The latency between sending a request and receiving the first output token. Measures "perceived responsiveness." Interpretation depends on the scenario being benchmarked, as different use cases have different latency expectations.

✓ What's Good

Lower is better, but thresholds depend on use case: • Chat: ≤300ms (users expect immediate response) • Code Generation: ≤400ms (IDE/completion integration) • Agent Workflow: ≤500ms (multi-step reasoning) • Role Play & Narrative: ≤300ms (narrative flow) • Research & Analysis: ≤1000ms (analytical work)

✗ What's Bad

Performance threshold depends on use case: • Chat: >800ms (unacceptable latency for real-time interaction) • Code Generation: >1200ms (breaks IDE integration experience) • Agent Workflow: >1500ms (compounds across multiple steps) • Role Play & Narrative: >800ms (breaks immersion) • Research & Analysis: >3000ms (frustrating for analytical work)

Formula: Directly measured via HTTP streaming: T1 − T0, where T0 = timestamp immediately before sending the request, T1 = timestamp when the first non-empty content chunk arrives. Fallback: (generation_time ÷ generated_tokens) × 1000 ms if streaming measurement is unavailable.
Notes: TTFT interpretation is use-case dependent because different scenarios have distinct latency expectations. A 1000ms TTFT is bad for Chat (immediate response required) but acceptable for Research (analytical work can tolerate longer thinking time). When viewing results, match the TTFT value to the relevant scenario threshold. Displayed value on summary cards is average across scenarios; detailed breakdowns show per-scenario TTFT for accurate interpretation.

Memory Usage

Unit: gigabytes (GB)

Peak memory (RAM or VRAM) used by the model during generation.

✓ What's Good

Lower is better for given model quality. Allows more models/instances on same hardware.

✗ What's Bad

Usage approaching available VRAM causes slowdown (memory swapping). Usage above available RAM causes out-of-memory errors.
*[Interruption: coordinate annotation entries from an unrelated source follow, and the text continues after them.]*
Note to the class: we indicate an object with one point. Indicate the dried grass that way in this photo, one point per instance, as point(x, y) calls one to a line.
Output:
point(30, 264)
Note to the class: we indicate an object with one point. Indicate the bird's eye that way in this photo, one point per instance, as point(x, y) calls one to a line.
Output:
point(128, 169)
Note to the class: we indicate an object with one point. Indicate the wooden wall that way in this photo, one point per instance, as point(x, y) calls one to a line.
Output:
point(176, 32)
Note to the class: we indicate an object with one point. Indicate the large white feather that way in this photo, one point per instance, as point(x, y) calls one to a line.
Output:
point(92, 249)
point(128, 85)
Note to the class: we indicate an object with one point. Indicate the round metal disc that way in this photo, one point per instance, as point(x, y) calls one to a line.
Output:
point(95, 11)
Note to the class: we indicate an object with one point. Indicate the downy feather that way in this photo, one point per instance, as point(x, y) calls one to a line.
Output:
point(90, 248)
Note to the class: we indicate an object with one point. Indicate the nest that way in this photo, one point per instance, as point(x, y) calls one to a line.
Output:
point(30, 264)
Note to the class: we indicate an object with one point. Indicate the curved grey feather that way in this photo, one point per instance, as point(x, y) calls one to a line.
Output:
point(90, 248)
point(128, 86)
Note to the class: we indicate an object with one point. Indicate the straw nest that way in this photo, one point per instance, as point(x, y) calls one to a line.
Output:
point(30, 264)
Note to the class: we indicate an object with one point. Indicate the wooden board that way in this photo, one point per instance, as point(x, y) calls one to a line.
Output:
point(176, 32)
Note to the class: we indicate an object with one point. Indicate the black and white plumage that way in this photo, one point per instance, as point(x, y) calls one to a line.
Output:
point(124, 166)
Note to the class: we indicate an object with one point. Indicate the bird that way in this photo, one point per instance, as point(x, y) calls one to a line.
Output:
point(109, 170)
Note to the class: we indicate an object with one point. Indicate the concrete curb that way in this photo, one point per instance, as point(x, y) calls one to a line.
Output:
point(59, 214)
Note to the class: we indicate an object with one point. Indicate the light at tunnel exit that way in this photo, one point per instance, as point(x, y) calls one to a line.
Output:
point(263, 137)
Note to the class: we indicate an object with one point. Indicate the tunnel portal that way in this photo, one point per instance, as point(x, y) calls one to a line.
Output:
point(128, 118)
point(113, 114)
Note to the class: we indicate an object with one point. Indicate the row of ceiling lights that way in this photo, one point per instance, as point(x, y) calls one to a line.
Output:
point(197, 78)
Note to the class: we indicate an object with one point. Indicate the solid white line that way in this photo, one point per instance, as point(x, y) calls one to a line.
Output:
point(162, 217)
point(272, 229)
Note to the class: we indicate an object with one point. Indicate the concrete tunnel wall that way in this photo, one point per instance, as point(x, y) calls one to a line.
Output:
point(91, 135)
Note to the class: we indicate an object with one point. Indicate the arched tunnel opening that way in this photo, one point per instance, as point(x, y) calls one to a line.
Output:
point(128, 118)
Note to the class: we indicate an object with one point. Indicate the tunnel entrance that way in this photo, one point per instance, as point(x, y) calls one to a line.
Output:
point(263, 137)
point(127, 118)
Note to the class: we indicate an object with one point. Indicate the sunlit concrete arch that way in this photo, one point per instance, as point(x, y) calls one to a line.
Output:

Formula: Model VRAM (in MB) ÷ 1024 = GB
Notes: Typically reported by the inference tool (Ollama, LM Studio, etc.). Includes model weights + KV cache.

GPU Utilization

Unit: percentage (%)

What fraction of the model is running on GPU vs CPU. 100% means the entire model is on GPU (fastest).

✓ What's Good

100% = entire model on GPU = best performance. 50%+ = good performance. Below 50% = significant CPU overhead.

✗ What's Bad

0% = model running entirely on CPU = slowest possible inference.

Formula: GPU_parameters ÷ total_parameters × 100
Notes: Reported as "processorGpuPercent" in benchmark results. Related value "processorCpuPercent" shows CPU percentage.

Efficiency Ratio

Unit: tokens per second per GB (tok/s/GB)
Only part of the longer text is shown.